– Ты ведь знаешь, что я люблю тебя?
– Я забыл, напомни, – отвечал он то с ласкательной интонацией в голосе, а то и отмахиваясь от надоевшей и приторной её присказки.
– Я люблю тебя.
– Угу, – как если бы зуб заныл…
О Ксении он не вспоминал, запретив себе это. Она выныривала из его амнезии бесконтрольно, и он с усилием запихивал её туда обратно. Не было у него ни одной верной ему женщины. Неужели, и эта нимфея из той же серии? Если не так, в чём уверяла интуиция и весь нажитый опыт, почему не разубеждала, а с лёгкостью соглашалась? «Да, Антон больше чем друг». Или как она там говорила? Любовник? Это было настолько же очевидной, насколько и неумелой ложью, но она играла в запрещённые игры, и он даст ей понять, что с ним такое не прокатит. За игровые поцелуи со скучающим бездельником, человеком – нагрузкой, неизвестно зачем прибывшим на земную базу Трола, она ещё ответит.
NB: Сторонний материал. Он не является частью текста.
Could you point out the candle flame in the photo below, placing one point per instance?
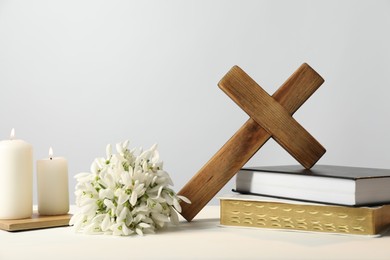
(12, 135)
(51, 153)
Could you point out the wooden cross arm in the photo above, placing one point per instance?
(237, 151)
(272, 116)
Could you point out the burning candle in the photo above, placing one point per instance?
(52, 183)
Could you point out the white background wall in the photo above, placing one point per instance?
(76, 75)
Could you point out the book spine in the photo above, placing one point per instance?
(274, 215)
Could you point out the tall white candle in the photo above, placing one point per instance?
(16, 178)
(52, 182)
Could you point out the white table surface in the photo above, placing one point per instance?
(200, 239)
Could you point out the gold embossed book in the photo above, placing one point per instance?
(342, 185)
(241, 210)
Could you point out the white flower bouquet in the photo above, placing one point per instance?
(125, 193)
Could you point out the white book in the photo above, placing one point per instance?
(331, 184)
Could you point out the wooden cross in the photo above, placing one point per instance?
(270, 116)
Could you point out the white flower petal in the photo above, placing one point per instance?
(139, 231)
(106, 223)
(133, 198)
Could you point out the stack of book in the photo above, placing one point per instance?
(326, 198)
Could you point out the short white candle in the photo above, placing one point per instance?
(16, 178)
(52, 182)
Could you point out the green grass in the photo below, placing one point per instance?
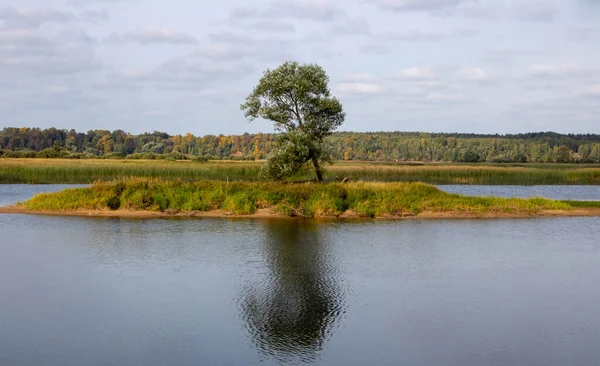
(303, 199)
(44, 171)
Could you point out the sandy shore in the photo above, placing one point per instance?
(266, 213)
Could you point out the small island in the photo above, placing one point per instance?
(144, 197)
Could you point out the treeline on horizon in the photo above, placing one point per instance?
(540, 147)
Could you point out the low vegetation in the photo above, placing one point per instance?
(43, 171)
(303, 199)
(539, 147)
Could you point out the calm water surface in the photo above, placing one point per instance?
(105, 291)
(578, 193)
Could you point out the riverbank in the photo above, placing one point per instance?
(270, 214)
(69, 171)
(140, 197)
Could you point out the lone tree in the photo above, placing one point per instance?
(297, 99)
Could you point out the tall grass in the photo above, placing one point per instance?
(43, 171)
(304, 199)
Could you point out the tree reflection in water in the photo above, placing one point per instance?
(295, 299)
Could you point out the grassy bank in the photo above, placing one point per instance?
(45, 171)
(304, 200)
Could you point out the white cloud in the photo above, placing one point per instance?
(555, 70)
(412, 36)
(473, 74)
(155, 35)
(359, 88)
(447, 97)
(418, 5)
(353, 27)
(34, 17)
(592, 91)
(317, 10)
(417, 73)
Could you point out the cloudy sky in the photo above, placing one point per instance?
(179, 66)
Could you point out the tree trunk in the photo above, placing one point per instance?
(317, 169)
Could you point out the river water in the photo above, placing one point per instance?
(109, 291)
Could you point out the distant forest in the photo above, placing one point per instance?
(364, 146)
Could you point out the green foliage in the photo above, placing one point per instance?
(306, 199)
(298, 101)
(88, 171)
(542, 147)
(470, 157)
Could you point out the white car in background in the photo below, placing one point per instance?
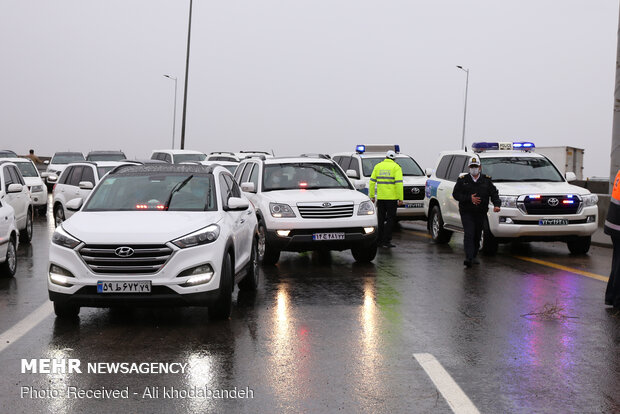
(8, 241)
(156, 235)
(77, 181)
(38, 189)
(14, 192)
(307, 203)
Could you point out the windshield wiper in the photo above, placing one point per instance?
(176, 188)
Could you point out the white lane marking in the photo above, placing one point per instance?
(24, 326)
(452, 393)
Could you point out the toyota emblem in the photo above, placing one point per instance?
(124, 251)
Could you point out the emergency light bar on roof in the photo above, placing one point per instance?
(502, 146)
(360, 149)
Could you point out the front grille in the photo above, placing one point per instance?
(552, 204)
(144, 260)
(325, 210)
(414, 192)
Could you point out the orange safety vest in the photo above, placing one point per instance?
(612, 223)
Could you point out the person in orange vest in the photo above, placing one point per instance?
(612, 227)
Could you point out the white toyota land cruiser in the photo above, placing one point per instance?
(307, 203)
(155, 235)
(538, 203)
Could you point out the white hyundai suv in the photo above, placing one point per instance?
(359, 166)
(156, 235)
(538, 203)
(304, 204)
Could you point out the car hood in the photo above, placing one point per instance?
(293, 197)
(136, 227)
(550, 188)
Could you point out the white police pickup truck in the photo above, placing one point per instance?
(359, 165)
(538, 203)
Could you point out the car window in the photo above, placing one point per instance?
(442, 168)
(457, 167)
(88, 175)
(75, 177)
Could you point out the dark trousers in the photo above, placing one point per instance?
(473, 223)
(612, 293)
(386, 216)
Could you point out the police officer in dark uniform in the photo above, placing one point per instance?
(473, 192)
(612, 227)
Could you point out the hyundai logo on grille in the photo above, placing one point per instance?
(123, 251)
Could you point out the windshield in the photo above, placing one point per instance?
(27, 169)
(106, 157)
(309, 176)
(179, 158)
(408, 165)
(150, 192)
(520, 169)
(66, 158)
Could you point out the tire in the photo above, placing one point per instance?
(580, 245)
(221, 309)
(364, 254)
(9, 266)
(65, 311)
(25, 236)
(250, 281)
(489, 242)
(439, 235)
(59, 215)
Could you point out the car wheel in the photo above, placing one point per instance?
(221, 309)
(250, 281)
(580, 245)
(9, 267)
(364, 254)
(62, 310)
(25, 236)
(438, 234)
(59, 215)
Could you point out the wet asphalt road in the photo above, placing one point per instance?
(324, 334)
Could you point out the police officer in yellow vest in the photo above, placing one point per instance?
(612, 227)
(387, 177)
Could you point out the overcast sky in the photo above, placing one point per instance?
(307, 75)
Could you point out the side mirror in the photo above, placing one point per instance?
(236, 203)
(86, 185)
(353, 174)
(75, 204)
(248, 187)
(14, 188)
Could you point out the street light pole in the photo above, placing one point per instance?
(465, 110)
(174, 115)
(189, 34)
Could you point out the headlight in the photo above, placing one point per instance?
(64, 239)
(281, 210)
(203, 236)
(509, 201)
(589, 200)
(366, 208)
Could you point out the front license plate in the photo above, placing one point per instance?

Чапос появился без опозданий. Разодетое в аристократические перья пугало, он всерьёз вошёл в свою роль человека из высшей касты. Сколько лет Рудольф его знал, столько лет не уставал над ним потешаться. Хотя и было это пугало смешным ровно настолько, насколько может быть смешной ископаемая бочкообразная авиабомба, которую кто-то решил использовать для охраны огорода, водрузив сверху голову-тыкву и напялив на неё человеческое пальто. Бомба всегда непредсказуема и страшна, как над ней ни потешайся. И его опасная начинка не была секретом для Рудольфа, но он слишком его презирал, чтобы остерегаться. К тому же, Чапос осторожен и жаден, а такие действуют только исподтишка. По истечении, в общем-то, и небольших лет у Чапоса заметно атрофировалась способность к эпическим обобщениям в беседах о метафизике бытия. Да и сама метафизика его интересовала уже мало, слишком глубоко зарыл он свой нос с кабаньими ноздрями в навозные кучи, где промышлял, а уж их жирные испарения постепенно нарушали его способность вбирать в себя ароматы, нисходящие откуда-то свыше. Вернее, окончательно забили все его поры своим специфическим содержимым. И он уже давно не противопоставлял себя и тех, от кого питался, поставляя товар. И уже давно не жалел тех, кого, когда наваливалась на их плечи безмерная уже усталость или болезни, – следствие нещадной эксплуатации, выставляли за границу развитых и богатых городов, грабя нещадно, и редко какой из женщин удавалось сохранить хоть что-то даже для жизни в провинции.